The Wyalusing River

The Wisconsin River is well known to schoolchildren in the state. It starts at Lac Vieux Desert on the Michigan border and flows into the Mississippi at Wyalusing. But geologists noticed something that caught their attention, actually a series of things.

  • From Wyalusing, the river valley gets wider as you go upstream. This is the opposite of how rivers usually work.

  • Where the Wisconsin enters the Mississippi, its should angle downstream as it enters the Mississippi, but it doesn't. Instead the valley curves upstream.

  • Tributaries entering the Wisconsin do so from valleys that curve to the east, indicating that the river flowed east when the valleys were formed. This is known as a barbed tributary and is a sign that the river has changed in some major way.

  • Military Ridge, a resistant formation topped with harder rock, runs through southern Wisconsin, but stops at the Mississippi River.

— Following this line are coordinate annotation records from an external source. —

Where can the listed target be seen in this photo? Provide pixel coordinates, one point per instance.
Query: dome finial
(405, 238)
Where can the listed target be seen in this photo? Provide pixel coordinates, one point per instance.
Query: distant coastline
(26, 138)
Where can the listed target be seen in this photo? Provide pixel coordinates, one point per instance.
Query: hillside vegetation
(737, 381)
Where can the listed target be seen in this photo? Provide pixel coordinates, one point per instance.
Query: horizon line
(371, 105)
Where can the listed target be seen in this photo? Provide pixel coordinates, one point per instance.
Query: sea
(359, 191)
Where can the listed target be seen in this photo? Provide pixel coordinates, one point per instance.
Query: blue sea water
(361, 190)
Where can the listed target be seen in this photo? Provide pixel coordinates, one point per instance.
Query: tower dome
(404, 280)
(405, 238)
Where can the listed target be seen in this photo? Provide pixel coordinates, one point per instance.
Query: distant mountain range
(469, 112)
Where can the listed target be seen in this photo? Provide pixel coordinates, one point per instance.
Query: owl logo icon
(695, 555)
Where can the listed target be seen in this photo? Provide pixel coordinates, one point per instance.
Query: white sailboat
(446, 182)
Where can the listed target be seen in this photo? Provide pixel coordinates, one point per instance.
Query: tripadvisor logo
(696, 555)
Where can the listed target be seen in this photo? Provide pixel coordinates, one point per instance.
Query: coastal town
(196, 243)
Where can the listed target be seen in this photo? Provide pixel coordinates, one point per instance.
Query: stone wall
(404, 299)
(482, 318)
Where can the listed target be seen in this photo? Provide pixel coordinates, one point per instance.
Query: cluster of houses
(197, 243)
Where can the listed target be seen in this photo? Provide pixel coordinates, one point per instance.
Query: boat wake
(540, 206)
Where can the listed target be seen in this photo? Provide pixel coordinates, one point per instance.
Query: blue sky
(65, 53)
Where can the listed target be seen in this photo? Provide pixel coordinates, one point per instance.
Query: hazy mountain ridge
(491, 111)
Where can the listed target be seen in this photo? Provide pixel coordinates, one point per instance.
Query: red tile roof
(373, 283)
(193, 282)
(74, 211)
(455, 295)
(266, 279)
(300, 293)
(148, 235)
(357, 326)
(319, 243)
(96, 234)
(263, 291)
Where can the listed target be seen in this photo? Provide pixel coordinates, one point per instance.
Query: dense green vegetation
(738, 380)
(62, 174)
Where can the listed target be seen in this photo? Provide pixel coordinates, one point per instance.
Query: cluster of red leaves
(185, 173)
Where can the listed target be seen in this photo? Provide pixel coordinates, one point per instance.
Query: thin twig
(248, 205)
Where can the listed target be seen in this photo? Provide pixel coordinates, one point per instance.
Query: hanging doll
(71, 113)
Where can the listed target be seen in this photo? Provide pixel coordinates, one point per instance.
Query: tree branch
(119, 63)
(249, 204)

But the same ridge starts on the other side of the Mississippi at Pike's Peak, Iowa. Did this once function as a continental divide, separating the waters flowing to the Gulf from those headed for the Atlantic.

  • The Mississippi River narrows south of Wyalusing, suggesting that the gap there is more recent and not subject to the same forces that carved the river north of there.

An extraordinary claim

Did the ancestor of the Mississippi River once take a turn at Wyalusing and run east through present day Portage and Green Bay to empty into the Atlantic Ocean via the St. Lawrence River? Wikipedia notes such a possibility. Such a claim requires extraordinary evidence. Thanks to Eric Carson and other geologists, that evidence was assembled.

  • Rivers often have terraces, which are former river beds. As the river erodes into the bedrock, these former river beds are sometimes left well above the new river. Geologists were able to identify three such terraces. They tilt to the east, indicating that the river once flowed that way. The difference is just inches per mile, but modern equipment can measure that precisely.

  • A valley buried under glacial debris was detected, running from near Portage through Green Bay, showing the rest of the river. It deepens as it trends to the east, showing the direction of the flow. Since the debris is sometimes hundreds of feet deep, they used data from wells to map the bedrock.

  • Records of sediment in the Gulf of Mexico indicate that the continental divide was south of Wisconsin at the time in question. The unique rocks of Wisconsin, Minnesota and North Dakota do not appear there.